Wednesday, April 20, 2016

Thursday April 21 2016 Housing and Economic stories


It's All Suddenly Going Wrong in China's $3 Trillion Bond Market - (www.bloomberg.com) The unprecedented boom in China’s $3 trillion corporate bond market is starting to unravel.  Spooked by a fresh wave of defaults at state-owned enterprises, investors in China’s yuan-denominated company notes have driven up yields for nine of the past 10 days and triggered the biggest selloff in onshore junk debt since 2014. Local issuers have canceled 61.9 billion yuan ($9.6 billion) of bond sales in April alone, and Standard & Poor’s is cutting its assessment of Chinese firms at a pace unseen since 2003. While bond yields in China are still well below historical averages, a sustained increase in borrowing costs could threaten an economy that’s more reliant on cheap credit than ever before. The numbers suggest more pain ahead: Listed firms’ ability to service their debt has dropped to the lowest since at least 1992, while analysts are cutting profit forecasts for Shanghai Composite Index companies by the most since the global financial crisis.

As Olympics Looms, Governor Warns Rio Is "Close To Social Collapse" - (www.zerohedge.com) With feces-infested waterways, Zika-carrying mosquitoes, a collapsing economy, and political corruption that runs from top to bottom, Brazil is in trouble. All that excludes now impeached president Dilma Rousseff who refuses to step down, which has cast the country in political limbo. But just a few short weeks ahead of The Olympics, the people are revolting as Sao Paulo state governor Geraldo Alckmin warns "Rio de Janeiro is close to social collapse” after state payments to retirees have not been made. Of course, none of this matters as long as Ibovespa is soaring and Real is strengthening:

U.S. Regulators to Focus on Borrowing at Large Hedge Funds – (online.wsj.com)  Top U.S. regulators are set to focus on borrowing by the hedge-fund industry, particularly large funds, as they assess potential risks in the asset-management sector. The Financial Stability Oversight Council voted unanimously at a public meeting Monday to endorse a 27-page “update” of its more-than-two-year review of financial-stability risks tied to the asset-management industry. Treasury Secretary Jacob Lew said the oversight council, a group of senior regulators that he heads, has found that leverage in the hedge-fund industry appears to be concentrated at larger funds, though he cautioned that “greater leverage does not necessarily imply greater risk or systemic risk” and more factors need to be considered.

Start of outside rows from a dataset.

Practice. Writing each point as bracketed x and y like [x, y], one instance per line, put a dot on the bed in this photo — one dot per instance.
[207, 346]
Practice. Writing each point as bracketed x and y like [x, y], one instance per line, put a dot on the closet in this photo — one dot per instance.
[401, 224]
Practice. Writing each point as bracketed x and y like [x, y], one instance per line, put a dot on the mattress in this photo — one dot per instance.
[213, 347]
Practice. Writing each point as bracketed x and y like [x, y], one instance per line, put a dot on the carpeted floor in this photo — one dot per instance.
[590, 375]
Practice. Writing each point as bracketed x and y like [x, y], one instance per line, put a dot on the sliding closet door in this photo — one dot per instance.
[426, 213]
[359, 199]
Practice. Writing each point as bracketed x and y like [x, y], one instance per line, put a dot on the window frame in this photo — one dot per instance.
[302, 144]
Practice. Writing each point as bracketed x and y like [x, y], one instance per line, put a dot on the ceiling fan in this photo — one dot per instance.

Wall Street banking revenue is in free fall, and here's why - (www.cnbc.com) Fixed income, currencies and commodities trading declines hit Wall Street hard in a volatile first quarter. Goldman Sachs reported first-quarter earnings Tuesday morning that while crossing a low bar also saw a 47 percent year-over-year drop in fixed income, currencies and commodities, or FICC, to $1.66 billion. It was part of a report that showed revenue growth tumbling 40 percent, from $10.62 billion from the year-ago period to $6.34 billion in the first three months of 2016. With growing uncertainty on the horizon in the second quarter, the FICC struggle could continue. In part thanks to more central banks embracing negative interest rates, S&P Global Markets Intelligence equity analyst Kenneth Leon said more FICC pain could continue on Wall Street in 2016.

This Also Happened the Last 2 Times before Stocks Crashed - (www.wolfstreet.com) Something that happened just before the prior two market crashes, and the recessions that accompanied them, including the Great Recession, is happening again: the boom in financial engineering is starting to backfire against the companies doing it. Their credit ratings are getting slashed, and their borrowing costs are therefore rising, even while they need newly borrowed money to buy back even more shares to keep the charade going. Until the music stops. Downgrades ascribed to “shareholder compensation,” as Moody’s calls share buybacks and dividends, have been soaring, according to John Lonski, Chief Economist at Moody’s Capital Markets Research. The moving 12-month sum of Moody’s credit rating downgrades of US companies, jumped from 32 in March 2015, to 48 in December 2015, and to 61 in March 2016, nearly doubling within a year.